Add base-uri and report-sample csp directives

[L1ghtn1ng]

The base-uri directive prevents base elements from injected as a way to bypass the csp. Also adding report-sample which helps with debugging what is being blocked with the CSP so can be easier fixed

[AdSchellevis]

@L1ghtn1ng I suppose this PR relates to #6195 or am I missing something?

[L1ghtn1ng]

Yes and no, the report-sample will help with fixing things for sure as it will give better error messages in the browser console. But this PR is just a recommended addition and a slight tidy up.
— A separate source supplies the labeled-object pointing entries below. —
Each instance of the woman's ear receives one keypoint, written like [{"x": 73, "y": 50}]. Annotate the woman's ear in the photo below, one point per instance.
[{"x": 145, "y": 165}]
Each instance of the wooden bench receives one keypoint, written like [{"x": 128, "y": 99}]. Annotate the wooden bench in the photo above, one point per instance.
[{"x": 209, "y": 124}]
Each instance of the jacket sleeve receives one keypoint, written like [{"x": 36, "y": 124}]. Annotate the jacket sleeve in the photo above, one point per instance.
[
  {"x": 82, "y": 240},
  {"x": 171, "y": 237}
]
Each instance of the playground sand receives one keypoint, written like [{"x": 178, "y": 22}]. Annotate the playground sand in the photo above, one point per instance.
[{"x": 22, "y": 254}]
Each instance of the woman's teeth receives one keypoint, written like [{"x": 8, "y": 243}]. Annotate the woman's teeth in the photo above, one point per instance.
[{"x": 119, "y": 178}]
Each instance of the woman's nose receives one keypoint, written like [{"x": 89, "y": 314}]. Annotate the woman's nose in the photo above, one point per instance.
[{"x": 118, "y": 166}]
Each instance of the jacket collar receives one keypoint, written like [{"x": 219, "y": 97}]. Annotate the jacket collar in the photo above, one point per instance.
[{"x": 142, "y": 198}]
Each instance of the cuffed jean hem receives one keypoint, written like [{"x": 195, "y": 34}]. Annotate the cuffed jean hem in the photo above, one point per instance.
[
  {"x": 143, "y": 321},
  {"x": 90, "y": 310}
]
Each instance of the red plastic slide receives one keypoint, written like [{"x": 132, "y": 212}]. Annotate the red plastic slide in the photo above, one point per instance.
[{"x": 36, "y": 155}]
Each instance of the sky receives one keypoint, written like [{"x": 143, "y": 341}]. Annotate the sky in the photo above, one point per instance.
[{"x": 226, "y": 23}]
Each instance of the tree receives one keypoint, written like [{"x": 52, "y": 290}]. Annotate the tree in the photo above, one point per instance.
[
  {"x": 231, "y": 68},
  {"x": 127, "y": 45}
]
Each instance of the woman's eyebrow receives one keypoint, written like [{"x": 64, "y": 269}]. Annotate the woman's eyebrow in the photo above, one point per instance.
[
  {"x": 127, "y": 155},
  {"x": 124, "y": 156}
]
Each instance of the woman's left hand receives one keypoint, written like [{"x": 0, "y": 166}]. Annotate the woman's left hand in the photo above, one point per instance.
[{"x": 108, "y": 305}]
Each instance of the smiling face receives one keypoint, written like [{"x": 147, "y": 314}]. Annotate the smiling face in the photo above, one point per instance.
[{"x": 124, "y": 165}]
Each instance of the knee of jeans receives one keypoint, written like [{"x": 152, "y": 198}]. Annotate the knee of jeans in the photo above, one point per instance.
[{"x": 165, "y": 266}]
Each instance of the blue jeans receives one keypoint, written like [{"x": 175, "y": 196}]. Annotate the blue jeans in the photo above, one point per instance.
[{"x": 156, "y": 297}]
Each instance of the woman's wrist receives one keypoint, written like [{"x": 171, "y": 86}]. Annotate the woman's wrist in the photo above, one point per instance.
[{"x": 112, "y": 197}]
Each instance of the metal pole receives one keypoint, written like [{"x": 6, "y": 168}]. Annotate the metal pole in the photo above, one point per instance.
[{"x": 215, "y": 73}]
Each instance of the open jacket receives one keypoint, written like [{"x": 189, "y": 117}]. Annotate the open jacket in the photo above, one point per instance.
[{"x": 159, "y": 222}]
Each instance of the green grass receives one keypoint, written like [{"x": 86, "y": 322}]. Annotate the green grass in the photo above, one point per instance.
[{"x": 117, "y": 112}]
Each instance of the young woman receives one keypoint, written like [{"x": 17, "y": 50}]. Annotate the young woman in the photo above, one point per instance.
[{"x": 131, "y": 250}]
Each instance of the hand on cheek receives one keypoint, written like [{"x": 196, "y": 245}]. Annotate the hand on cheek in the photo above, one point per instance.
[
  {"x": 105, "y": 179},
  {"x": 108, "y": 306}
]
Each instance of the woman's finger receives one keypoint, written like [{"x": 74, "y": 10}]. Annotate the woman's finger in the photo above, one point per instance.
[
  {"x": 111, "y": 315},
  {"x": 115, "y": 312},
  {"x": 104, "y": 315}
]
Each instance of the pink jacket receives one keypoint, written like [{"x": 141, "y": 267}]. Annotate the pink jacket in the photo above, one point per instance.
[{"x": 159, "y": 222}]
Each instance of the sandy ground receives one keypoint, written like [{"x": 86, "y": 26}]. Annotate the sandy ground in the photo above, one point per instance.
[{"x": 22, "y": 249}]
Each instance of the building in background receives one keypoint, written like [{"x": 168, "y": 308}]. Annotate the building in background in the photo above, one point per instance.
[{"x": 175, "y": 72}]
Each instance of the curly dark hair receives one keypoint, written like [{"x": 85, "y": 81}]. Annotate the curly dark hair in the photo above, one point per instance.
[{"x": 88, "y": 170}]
On 14 Dec 2022, at 08:28, Ad Schellevis ***@***.***> wrote:  @L1ghtn1ng<https://github.com/L1ghtn1ng> I suppose this PR relates to #6195<#6195> or am I missing something? — Reply to this email directly, view it on GitHub<#6194 (comment)>, or unsubscribe<https://github.com/notifications/unsubscribe-auth/AA3V2QSTWZMKAYARWYJTWCLWNGALLANCNFSM6AAAAAAS55IAOA>. You are receiving this because you were mentioned.Message ID: ***@***.***>

[AdSchellevis]

I'll put it on my list of things todo to review and test this one.

[L1ghtn1ng]

Hi @AdSchellevis any updates on this?

[AdSchellevis]

not really, too busy with other work and not enough context on why we should do this.

[L1ghtn1ng]

In a nutshell, stops a csp bypass vector using the base-uri include and the report-sample is useful for seeing what code violates a csp directive so helps with fixing any csp issues For more information please see https://book.hacktricks.xyz/pentesting-web/content-security-policy-csp-bypass On 5 Sep 2023, at 15:19, Ad Schellevis ***@***.***> wrote:  not really, too busy with other work and not enough context on why we should do this. — Reply to this email directly, view it on GitHub<#6194 (comment)>, or unsubscribe<https://github.com/notifications/unsubscribe-auth/AA3V2QQ4235VW63QOC2XN7TXY4YGFANCNFSM6AAAAAAS55IAOA>. You are receiving this because you were mentioned.Message ID: ***@***.***>

[AdSchellevis]

I don't mind improving the situation, but someone needs to test this thoroughly, the modification should be consistent between legacy and mvc parts and should follow best practices (I can already see the next PR coming in to remove unsafe-inline for example https://developer.mozilla.org/en-US/docs/Web/HTTP/Headers/Content-Security-Policy/base-uri).

This needs work to do it right, which unfortunately isn't high enough on our priority list. If you're willing to finish it and document test results, we can reevaluate if we should move it up the list. In our experience changes like these have a tendency to haunt us later.